HOPKINSVILLE, Ky. — A Kentucky judge was suspended with pay Friday after testifying that he pressured a practicing attorney in his court to support his re-election campaign.

The Kentucky Judicial Conduct Commission voted 3-2 to suspend 42nd Judicial Circuit Judge Jamie Jameson following a day-long hearing in which he told commissioners they were being used for political purposes, reported The Paducah Sun.

The hearing included testimony from attorney Lisa DeRenard that Jameson repeatedly asked her to support his re-election campaign against public attorney Andrea Moore. DeRenard felt compelled to donate to her campaign, which she did several times, she said.

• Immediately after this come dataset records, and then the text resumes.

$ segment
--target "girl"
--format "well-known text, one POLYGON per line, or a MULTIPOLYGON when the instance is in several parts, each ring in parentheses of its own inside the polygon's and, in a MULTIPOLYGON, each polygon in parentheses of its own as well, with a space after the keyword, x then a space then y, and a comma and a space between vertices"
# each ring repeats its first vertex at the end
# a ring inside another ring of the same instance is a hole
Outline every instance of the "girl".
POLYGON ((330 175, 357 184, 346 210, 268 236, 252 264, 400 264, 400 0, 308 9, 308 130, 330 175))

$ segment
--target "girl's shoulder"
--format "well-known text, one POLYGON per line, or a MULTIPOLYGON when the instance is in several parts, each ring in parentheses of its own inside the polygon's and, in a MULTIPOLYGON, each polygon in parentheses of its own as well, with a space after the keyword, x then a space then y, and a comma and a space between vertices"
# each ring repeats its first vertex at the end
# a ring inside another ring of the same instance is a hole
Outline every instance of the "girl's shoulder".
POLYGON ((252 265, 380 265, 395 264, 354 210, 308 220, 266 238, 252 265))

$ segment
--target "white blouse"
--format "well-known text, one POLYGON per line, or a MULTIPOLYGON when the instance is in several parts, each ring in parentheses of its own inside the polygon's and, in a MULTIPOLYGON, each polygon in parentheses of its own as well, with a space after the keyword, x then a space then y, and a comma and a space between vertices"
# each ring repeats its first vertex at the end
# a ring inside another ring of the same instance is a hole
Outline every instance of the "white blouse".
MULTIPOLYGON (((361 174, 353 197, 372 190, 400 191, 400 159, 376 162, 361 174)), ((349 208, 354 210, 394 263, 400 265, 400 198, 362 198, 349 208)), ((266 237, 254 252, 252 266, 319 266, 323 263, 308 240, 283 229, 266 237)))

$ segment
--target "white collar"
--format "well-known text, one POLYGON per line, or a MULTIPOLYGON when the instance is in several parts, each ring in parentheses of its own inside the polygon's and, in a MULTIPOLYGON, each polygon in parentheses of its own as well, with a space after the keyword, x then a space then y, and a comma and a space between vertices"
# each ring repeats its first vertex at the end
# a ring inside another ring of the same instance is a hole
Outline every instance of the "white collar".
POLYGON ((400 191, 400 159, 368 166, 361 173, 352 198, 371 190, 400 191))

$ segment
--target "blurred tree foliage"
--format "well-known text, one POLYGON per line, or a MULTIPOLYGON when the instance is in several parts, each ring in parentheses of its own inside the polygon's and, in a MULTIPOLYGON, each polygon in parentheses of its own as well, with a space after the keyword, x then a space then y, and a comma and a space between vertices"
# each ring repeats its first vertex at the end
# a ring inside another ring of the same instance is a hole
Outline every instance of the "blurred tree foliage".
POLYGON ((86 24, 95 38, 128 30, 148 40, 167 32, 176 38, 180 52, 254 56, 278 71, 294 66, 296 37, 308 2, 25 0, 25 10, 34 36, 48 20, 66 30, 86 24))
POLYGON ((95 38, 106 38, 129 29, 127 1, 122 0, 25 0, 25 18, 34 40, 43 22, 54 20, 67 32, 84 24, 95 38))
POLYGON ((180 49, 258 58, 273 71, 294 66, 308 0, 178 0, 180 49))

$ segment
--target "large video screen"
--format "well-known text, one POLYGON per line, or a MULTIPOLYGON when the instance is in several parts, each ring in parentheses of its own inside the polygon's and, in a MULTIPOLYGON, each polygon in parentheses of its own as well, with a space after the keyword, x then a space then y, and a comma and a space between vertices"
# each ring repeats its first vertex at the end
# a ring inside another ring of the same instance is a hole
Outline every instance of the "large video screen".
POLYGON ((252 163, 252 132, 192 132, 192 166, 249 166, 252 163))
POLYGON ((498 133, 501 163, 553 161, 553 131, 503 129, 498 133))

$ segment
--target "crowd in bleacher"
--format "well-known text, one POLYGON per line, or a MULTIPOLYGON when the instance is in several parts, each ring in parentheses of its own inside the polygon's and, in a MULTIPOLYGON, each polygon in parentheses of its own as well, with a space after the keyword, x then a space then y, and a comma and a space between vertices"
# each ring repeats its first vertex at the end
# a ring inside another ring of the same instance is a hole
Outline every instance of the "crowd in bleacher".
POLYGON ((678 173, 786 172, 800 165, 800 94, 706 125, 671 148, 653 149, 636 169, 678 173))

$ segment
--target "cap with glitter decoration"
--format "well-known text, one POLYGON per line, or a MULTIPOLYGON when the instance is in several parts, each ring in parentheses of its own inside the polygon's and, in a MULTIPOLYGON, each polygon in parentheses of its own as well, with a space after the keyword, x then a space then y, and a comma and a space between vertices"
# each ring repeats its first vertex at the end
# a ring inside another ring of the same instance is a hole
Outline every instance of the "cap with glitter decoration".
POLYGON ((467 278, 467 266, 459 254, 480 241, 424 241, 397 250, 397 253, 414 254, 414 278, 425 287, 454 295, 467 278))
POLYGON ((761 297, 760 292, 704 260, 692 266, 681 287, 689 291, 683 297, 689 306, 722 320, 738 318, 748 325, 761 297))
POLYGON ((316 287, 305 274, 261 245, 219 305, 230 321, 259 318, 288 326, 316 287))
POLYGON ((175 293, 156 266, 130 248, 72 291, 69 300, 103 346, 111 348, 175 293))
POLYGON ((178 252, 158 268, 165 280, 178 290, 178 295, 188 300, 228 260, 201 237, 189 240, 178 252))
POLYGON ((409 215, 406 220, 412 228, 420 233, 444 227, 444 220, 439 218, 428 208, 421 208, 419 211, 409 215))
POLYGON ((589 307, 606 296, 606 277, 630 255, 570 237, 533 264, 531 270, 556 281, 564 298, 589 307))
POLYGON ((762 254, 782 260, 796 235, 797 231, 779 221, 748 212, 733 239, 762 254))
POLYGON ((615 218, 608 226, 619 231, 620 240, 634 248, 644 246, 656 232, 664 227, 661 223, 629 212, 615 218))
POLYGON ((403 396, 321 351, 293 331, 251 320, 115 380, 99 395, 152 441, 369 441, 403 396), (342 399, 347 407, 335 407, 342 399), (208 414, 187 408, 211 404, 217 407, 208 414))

She also testified that Jameson “put her on the spot” at a fundraising event, asking her to speak in support of his campaign. And she said Jameson pressured her to file a lawsuit against Amy Harwood-Jackson, a public defender who supports her opponent.

Marshall County Sheriff Eddie McGuire also testified, who said Jameson asked him to have a courthouse deputy removed from the building after a security video of Jameson emerged. Jameson argued that the deputy posed a security risk, although he mentioned in his text message to McGuire that he believed the deputy was acting in the interests of his opponent.

Jameson was also charged with conduct unbecoming. The panel viewed a number of videos showing Jameson’s behavior in the courtroom and the use of his contempt power.

Jameson called character witnesses on his behalf, including local attorneys and a circuit clerk who praised his behavior as a professional and said he treated defendants, attorneys and law enforcement with respect.

Jameson also spoke up in his own defense. He admitted his behavior in the videos may have reflected a quick trigger or was the result of particularly stressful days, but he largely defended his actions as necessary to preserve courtroom decorum and punish unacceptable behavior. In a testy exchange, Jameson told the commissioners he believed they were being used for political purposes.

After the vote, Jameson called it “part of modern politics” and said he would “stay the course.”